Sunday, October 15, 2006

Why the regulatory changes vs. coding sequence changes debate is inane   posted by JP @ 10/15/2006 08:59:00 PM
Share/Bookmark

According to the latest estimates, the common ancestor of humans and chimpanzees lived sometime around 5 million years ago. Since then, a lot has happened. Presumably, there has been plenty of change along the lineage leading to chimpanzees, but let's be honest-- from our point of view, a lot more has happened along our lineage. We have Shakespeare, Klimt, and the International Space Station; they jab sticks into anthills. The biological basis for this disparity is certainly a worthy line of inquiry. As a first step down this path, I assume most readers here will agree with me that invoking the hand of God, while awfully tempting, would be laughable. So let's turn our focus to a more profitable enterprise: genetics.

In the 1970s, the technology was a such a state that the proteins in the blood of both humans and chimps could be compared at some rough level. And as it turns out, we aren't that different after all. Or rather, we're less different than people expected to find, given that, as humans, we consider ourselves the Greatest. Species. Ever. So if our blood proteins aren't that different, what makes us human?

One possible answer was provided in 1975, in an influential paper by Mary-Claire King and Allan Wilson. In their own words:
We suggest that evolutionary changes in anatomy and way of life are more often based on changes in the mechanisms controlling the expression of genes than on sequence changes in proteins. We therefore propose that regulatory mutations account for the major biological differences between humans and chimpanzees
Of course, this hypothesis was based on very little data (as Bruce Lahn pointed out in his interview) -- the fact that human red blood cells and chimp red blood cells are almost the same doesn't really tell us that much. But at the time, people were apparently expecting radical differences between human and chimp proteins across the board, so this paper shifted some paradigms[1].

Now, 30 years later, it's possible to compare the genome sequences of the two species, and microarray technology makes it possible to compare gene expression levels as well. So are we close to settling this issue? My answer: hell no. And here's why:

Here's the question we're supposed to answer: which are more important-- protein-coding changes or regulatory changes? And here's the problem with that question: how do you define important? Let's make a list of the ways humans differ from chimpanzees-- we walk on two feet, we have bigger brains, we have less hair, etc. etc. You can add your own if you like. If a protein-coding change gives us the bigger brain, but a regulatory change the lack of hair, who wins? Sure, you could argue about which trait contributes more to some notion of "human-ness", but frankly, who gives a shit? Both are pretty important.

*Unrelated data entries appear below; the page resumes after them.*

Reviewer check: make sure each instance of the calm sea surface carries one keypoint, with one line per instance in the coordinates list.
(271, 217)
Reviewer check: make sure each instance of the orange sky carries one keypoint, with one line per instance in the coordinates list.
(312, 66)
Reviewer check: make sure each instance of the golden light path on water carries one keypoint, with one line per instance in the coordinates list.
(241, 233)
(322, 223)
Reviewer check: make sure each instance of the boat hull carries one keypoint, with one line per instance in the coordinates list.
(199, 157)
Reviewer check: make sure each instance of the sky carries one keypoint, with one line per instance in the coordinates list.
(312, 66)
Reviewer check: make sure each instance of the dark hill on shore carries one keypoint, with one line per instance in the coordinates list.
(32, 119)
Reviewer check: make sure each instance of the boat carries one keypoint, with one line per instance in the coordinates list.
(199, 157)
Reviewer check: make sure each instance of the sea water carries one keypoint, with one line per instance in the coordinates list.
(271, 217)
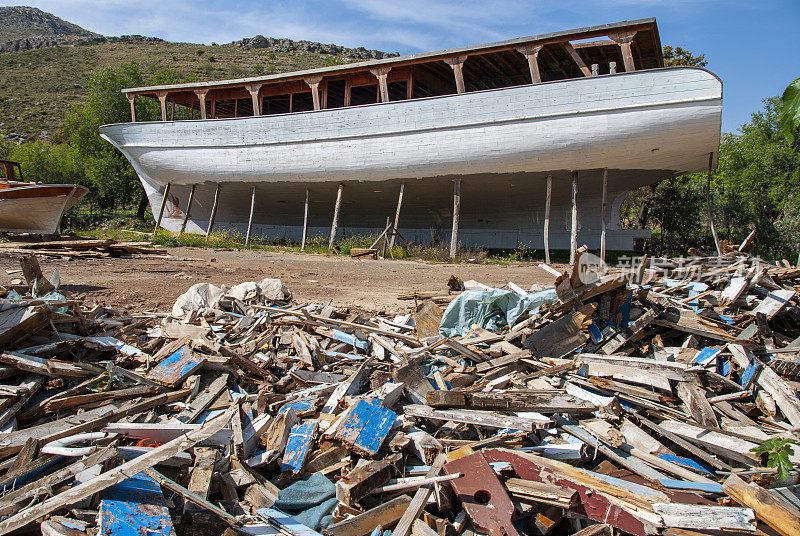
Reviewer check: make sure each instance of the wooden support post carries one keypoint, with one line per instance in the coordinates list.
(456, 211)
(383, 87)
(531, 54)
(213, 212)
(708, 205)
(162, 98)
(188, 210)
(397, 215)
(131, 100)
(254, 89)
(161, 210)
(603, 217)
(250, 219)
(457, 63)
(335, 223)
(547, 219)
(575, 56)
(201, 94)
(313, 82)
(624, 40)
(573, 234)
(305, 223)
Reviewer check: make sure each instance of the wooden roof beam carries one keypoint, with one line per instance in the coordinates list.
(575, 56)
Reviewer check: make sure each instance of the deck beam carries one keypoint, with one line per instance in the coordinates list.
(201, 94)
(624, 40)
(457, 63)
(188, 210)
(250, 219)
(313, 82)
(381, 74)
(531, 54)
(547, 219)
(335, 223)
(456, 211)
(573, 233)
(305, 223)
(213, 211)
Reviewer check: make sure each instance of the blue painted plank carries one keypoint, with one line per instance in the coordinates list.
(177, 367)
(298, 448)
(349, 338)
(134, 507)
(710, 487)
(366, 426)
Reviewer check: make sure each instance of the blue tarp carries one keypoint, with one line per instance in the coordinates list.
(490, 309)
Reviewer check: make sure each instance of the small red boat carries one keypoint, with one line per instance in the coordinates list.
(27, 207)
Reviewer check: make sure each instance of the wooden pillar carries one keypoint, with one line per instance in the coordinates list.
(335, 223)
(708, 205)
(250, 219)
(305, 224)
(456, 212)
(213, 211)
(188, 210)
(573, 235)
(603, 217)
(457, 64)
(397, 214)
(624, 40)
(162, 98)
(383, 87)
(313, 82)
(254, 89)
(201, 94)
(531, 54)
(575, 56)
(131, 99)
(161, 210)
(547, 219)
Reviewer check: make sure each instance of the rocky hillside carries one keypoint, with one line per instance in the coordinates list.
(45, 71)
(24, 28)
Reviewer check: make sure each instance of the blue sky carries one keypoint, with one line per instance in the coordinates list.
(751, 45)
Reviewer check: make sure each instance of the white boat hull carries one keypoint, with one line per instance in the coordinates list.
(642, 126)
(37, 208)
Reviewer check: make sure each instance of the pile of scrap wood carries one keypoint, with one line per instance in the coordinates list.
(82, 248)
(627, 404)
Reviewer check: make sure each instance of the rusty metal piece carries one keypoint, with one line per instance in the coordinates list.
(482, 495)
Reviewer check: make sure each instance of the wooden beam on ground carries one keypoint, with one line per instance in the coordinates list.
(116, 475)
(397, 214)
(213, 212)
(305, 223)
(573, 232)
(603, 217)
(456, 212)
(161, 210)
(250, 219)
(531, 54)
(188, 210)
(547, 219)
(624, 39)
(201, 95)
(457, 63)
(335, 224)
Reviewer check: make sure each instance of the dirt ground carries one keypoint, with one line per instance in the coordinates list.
(373, 285)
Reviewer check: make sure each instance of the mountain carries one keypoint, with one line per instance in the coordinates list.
(45, 63)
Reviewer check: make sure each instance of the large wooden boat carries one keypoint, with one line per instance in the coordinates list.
(35, 208)
(502, 120)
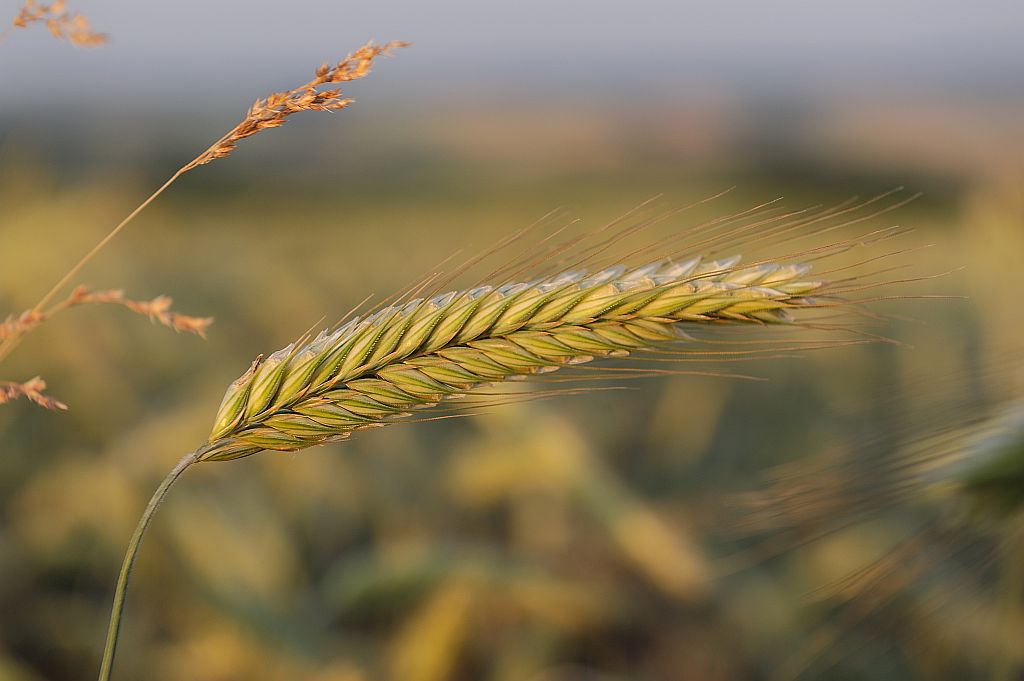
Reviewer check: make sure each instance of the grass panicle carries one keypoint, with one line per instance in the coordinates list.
(158, 309)
(31, 390)
(61, 23)
(263, 115)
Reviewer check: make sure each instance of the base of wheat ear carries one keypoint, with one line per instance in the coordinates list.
(384, 367)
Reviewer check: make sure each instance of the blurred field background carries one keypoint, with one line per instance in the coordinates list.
(553, 540)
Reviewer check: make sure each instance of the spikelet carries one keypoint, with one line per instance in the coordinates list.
(61, 24)
(381, 368)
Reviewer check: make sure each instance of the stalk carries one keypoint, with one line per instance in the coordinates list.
(129, 563)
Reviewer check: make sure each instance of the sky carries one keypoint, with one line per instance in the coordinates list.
(189, 54)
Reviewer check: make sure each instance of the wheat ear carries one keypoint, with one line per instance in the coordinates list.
(382, 368)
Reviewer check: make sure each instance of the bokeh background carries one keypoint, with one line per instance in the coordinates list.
(550, 540)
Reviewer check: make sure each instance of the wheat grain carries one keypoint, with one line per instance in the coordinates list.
(381, 368)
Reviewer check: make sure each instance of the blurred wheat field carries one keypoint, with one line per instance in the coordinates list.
(550, 540)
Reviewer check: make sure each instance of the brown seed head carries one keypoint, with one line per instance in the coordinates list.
(274, 110)
(62, 25)
(31, 389)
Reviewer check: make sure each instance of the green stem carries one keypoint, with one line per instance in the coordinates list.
(136, 540)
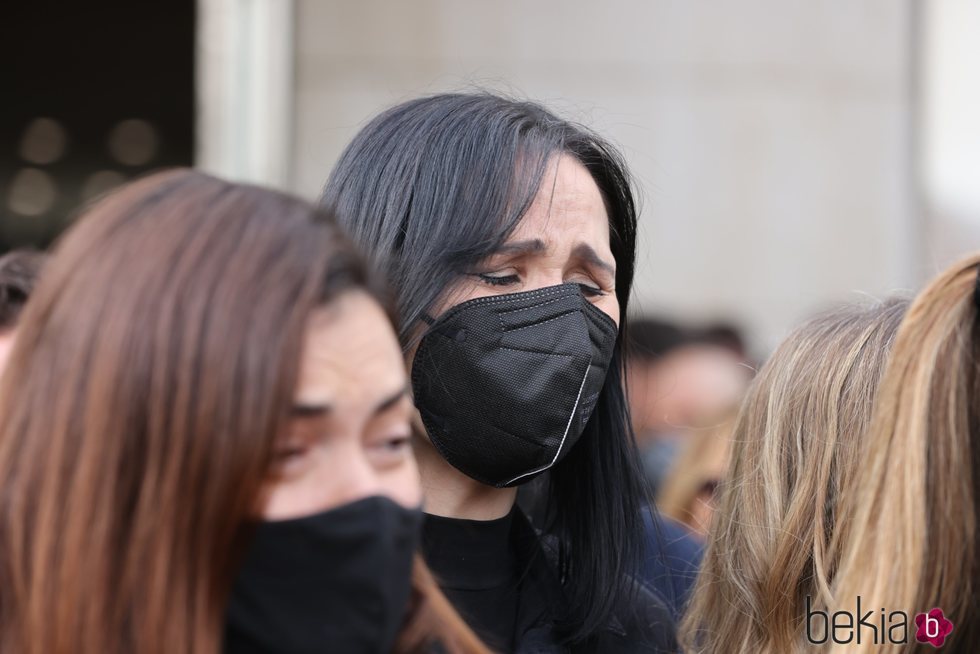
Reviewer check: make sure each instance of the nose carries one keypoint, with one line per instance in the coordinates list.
(544, 278)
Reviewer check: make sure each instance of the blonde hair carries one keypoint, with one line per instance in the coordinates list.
(701, 463)
(913, 543)
(776, 534)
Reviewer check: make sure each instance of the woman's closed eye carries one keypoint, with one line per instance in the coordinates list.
(498, 279)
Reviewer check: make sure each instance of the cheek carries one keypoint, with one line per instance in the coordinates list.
(404, 485)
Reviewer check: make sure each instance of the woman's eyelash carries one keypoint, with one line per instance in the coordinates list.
(506, 280)
(592, 291)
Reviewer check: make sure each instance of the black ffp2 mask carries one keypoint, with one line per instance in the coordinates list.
(506, 384)
(337, 581)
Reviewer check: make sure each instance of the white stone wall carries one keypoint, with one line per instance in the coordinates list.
(771, 139)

And in reality, any of those traits is likely to be influenced by a number of factors. In the developmental networks that have evolved seperately in the last 5 million years, the components of the networks (protin-coding changes) as well as the relationships between those components (regulatory changes) are both likely to have changed. So no single mutation is going to be the mutation. I feel like many people are under the impression there's going the equivalent of an SRY gene [2] that easily discriminates between chimps and humans. Ain't gonna happen.

So let's say someone is a true partisan on one side of this debate and wants to settle it once and for all. What would be necessary? Here's my list:
1. A catalogue of all the phenotypic difference between humans and chimps.
2. A list of all the genetic changes underlying these difference (classified as coding and regulatory, of course), and a weight assigned to each change accoring to its relative importance in the generation of the phenotype.
3. An objective measure of "human-ness" that assigns relative importance to each of the phenotypic differences.

And there you go. For the person that does this, I will buy a cold beer.



[1] King and Wilson also propose that point mutations may be less important than rearrangements like tranlocations and inversions in human evolution, but they present no data on this and no one really remembers this hypothesis anymore.

[2] In sex determination in humans, there's a single gene, SRY, that pretty much determines who's a male and who's a female (with, of course, the necessary caveats). In this case, it's clear-- take a female, add this gene, and you pretty much get a male. This protein-coding difference is arguably the most important difference between males and females.